I came across a problem on leetcode a few days ago. It asked me to implement a simple regex (regular expression) matcher which supports both
. and
* qualifiers. A brute force algorithm for this simple case alone could end up an exponential time efficiency, not to mention if it were to support all basic regex operators, i.e.
.,
*,
+,
?,
| and
(). However, we could use a Non-deterministic Finite Automata (NFA) technique to make the matcher run in linear time efficiency. By doing that, both NFA construction and string testing on NFA will be linear time. Another benefit is that once a pattern is compiled to a NFA, that NFA can be used to test all future strings for that pattern without recompile the pattern every time. Appealing enough? Right, let’s start by first seeing how this NFA approach works, then I will show you my **Python code**, which constructs a NFA for a given pattern, tests the constructed NFA on arbitrary strings, and **draws** the NFA out beautifully to a **PDF** file (like the one shown above).

Contents

## Regex Syntax

.*matches any single character*

* matches zero or more of the preceding element

+ matches one or more of the preceding element

? matches zero or 1 of the preceding element

| matches the preceding element or following element

() groups a sequence of elements into one element

The matching covers the entire input string (not partial).

## The NFA Algorithm

Every regex pattern has a corresponding NFA. In order to test the matching between a string and a pattern, we can build a NFA for that pattern and run the string on the NFA to make the decision. Say, if our testing string is “catsdog” and pattern is “(ca*t|lion)+.*(dog)?”, we can build a NFA showing in Figure 1, then test the string “catsdog” on it. Let’s first see how this works.

### Testing String on NFA

We keep track of NFA’s current states in a set *cur_states*

- Initialise the NFA by putting the
*Start*state in*cur_states* - Remove a character
*char*from left of the testing string - For every state in
*cur_states*, first remove it from the set, then check to see whether it can consume the given character*char*or not:- If it is a normal state (a State with an enclosed character), check whether
*char*is equal to the normal state’s char or the normal state is a ‘.’ state (a*‘.’*state can match any character):- If yes, the
*char*can be consumed by this neighbour state. Add its outgoing neighbours to*cur_states* - If no, do nothing

- If yes, the
- If it is a special state (either a Start, Empty or Matching state), go check the special state’s outgoing neighbours and repeat the same process until reach normal states, then rewind to previous step. Special states consume nothing.

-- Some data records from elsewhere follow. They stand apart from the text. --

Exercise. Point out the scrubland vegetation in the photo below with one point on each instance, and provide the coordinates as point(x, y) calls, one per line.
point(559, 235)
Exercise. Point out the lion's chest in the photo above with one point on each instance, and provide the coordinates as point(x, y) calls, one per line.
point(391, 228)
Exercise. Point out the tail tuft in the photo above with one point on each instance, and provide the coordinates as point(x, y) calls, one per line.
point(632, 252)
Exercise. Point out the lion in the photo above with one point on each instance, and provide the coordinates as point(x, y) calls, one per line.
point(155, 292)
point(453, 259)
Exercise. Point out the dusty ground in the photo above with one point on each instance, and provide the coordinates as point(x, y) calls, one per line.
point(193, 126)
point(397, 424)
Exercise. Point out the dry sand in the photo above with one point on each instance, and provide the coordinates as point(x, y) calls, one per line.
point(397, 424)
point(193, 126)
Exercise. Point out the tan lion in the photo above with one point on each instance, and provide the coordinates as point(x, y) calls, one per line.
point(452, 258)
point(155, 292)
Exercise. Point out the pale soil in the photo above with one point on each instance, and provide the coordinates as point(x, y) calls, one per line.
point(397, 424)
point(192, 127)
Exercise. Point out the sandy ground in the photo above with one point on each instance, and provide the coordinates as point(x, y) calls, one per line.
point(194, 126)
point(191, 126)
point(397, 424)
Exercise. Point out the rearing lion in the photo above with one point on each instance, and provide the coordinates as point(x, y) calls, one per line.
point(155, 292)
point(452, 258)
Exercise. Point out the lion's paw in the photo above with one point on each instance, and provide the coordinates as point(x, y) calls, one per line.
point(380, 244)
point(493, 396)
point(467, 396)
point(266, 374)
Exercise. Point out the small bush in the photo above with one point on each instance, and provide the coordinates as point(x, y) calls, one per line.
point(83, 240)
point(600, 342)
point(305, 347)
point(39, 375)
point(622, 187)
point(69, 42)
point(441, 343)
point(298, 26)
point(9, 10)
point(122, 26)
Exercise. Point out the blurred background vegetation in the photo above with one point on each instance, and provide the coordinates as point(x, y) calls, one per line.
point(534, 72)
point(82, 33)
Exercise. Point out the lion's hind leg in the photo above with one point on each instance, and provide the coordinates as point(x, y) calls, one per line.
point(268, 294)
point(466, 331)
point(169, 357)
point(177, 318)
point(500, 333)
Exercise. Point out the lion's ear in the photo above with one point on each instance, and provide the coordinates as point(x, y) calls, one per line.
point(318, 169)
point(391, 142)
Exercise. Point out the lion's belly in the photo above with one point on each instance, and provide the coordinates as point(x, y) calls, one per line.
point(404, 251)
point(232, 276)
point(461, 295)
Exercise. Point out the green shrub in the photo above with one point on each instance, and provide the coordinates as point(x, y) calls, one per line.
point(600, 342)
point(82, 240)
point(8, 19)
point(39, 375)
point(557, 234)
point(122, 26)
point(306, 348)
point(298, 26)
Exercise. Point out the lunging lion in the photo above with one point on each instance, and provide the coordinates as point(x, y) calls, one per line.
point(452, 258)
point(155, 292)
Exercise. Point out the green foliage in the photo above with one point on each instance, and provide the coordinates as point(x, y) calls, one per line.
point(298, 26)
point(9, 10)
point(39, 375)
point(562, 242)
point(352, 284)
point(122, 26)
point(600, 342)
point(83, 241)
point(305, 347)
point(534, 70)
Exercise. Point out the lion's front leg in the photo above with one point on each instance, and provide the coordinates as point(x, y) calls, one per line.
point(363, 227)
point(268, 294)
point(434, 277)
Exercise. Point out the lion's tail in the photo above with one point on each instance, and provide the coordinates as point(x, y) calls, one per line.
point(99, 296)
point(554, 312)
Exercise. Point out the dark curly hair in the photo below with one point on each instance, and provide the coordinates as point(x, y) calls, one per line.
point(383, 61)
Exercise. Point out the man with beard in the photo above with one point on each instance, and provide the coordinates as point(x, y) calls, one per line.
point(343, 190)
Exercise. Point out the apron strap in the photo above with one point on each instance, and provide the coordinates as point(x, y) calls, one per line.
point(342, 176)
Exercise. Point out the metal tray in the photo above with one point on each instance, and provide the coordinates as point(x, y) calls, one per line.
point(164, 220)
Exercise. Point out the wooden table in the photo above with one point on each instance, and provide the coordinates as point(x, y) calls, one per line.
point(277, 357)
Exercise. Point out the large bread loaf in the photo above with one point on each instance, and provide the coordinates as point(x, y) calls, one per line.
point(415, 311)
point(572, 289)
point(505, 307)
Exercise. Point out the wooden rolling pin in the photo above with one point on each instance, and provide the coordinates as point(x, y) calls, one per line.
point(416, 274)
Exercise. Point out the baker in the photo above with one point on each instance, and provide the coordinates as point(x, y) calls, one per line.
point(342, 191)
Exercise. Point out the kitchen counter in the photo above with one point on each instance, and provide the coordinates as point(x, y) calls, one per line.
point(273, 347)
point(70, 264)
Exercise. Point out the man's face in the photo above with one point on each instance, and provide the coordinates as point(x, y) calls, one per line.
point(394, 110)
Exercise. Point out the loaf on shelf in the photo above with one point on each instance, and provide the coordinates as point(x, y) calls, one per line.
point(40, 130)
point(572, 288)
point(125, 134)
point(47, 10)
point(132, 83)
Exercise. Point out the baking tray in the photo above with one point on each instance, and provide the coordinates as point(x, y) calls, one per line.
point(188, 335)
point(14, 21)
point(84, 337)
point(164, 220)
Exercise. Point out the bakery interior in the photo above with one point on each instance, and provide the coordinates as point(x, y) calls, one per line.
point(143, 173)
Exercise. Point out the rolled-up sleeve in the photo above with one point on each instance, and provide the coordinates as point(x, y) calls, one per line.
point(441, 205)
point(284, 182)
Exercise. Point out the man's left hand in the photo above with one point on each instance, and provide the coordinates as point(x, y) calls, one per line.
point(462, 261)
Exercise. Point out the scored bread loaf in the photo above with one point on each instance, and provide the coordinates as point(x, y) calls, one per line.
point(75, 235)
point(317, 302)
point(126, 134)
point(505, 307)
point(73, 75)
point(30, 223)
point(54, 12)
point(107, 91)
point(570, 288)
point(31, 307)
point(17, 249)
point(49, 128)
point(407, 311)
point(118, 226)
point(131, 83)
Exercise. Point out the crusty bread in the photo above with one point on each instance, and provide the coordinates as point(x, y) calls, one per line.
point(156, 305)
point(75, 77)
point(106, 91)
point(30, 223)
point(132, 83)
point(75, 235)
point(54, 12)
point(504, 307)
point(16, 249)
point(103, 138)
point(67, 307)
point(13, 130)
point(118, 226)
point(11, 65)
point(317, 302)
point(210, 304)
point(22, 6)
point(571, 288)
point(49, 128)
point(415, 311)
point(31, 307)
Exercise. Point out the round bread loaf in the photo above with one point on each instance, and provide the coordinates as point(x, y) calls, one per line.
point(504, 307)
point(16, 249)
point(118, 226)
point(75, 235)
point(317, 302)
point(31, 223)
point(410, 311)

- If it is a normal state (a State with an enclosed character), check whether
- Rewind to step 2 and keep doing the same process until either
*cur_states*becomes empty or all characters in the testing string have been removed. In the former case, return*False* - Check whether
*cur_states*contains the*Matching*state or from those states in*cur_states*whether they can reach the*Matching*state (via*Special*states). If either case is true, return*True*; otherwise return*False*

### Testing String “catsdog” on NFA “(ca*t|lion)+.*(dog)?”

The example in Figure 2 illustrates how to test the string “catsdog” on the NFA of pattern “(ca*t|lion)+.*(dog)?”. The orange colour states are the states in* cur_states*, which means the states the NFA is currently in. In order for the NFA to move to next set of states, it needs to check those states in *cur_states**.* In the example, the NFA starts at *Start* state, and checks whether the *Start* state can consume current *char*, i.e. *‘c’*, or not. Because the *Start* state is a special state that consumes nothing, the NFA passes it and checks its outgoing neighbours, i.e. *‘l’* and *‘c’* states. The* ‘l’* state cannot consume *‘c’*, so we stop exploration on that path. The *‘c’* state can consume *‘c’*, we add its outgoing neighbour, an *Empty* state, to *cur_states*. Now the NFA is in states *cur_states*, which equals to *set([Empty state])*. Then the next round starts at the *Empty* state, and the same process keeps going on. The NFA moves to next, further next and so on set of states while it consumes characters. After the NFA has consumed all the characters in “catsdog”, it is in *cur_states = **set([Matching state, Empty state**])*, i.e. the *Matching* state and the *Empty *state before the *Matching* state. Because the *Matching* state is in this final *cur_states*, the matching succeeds, and therefore we return *True*.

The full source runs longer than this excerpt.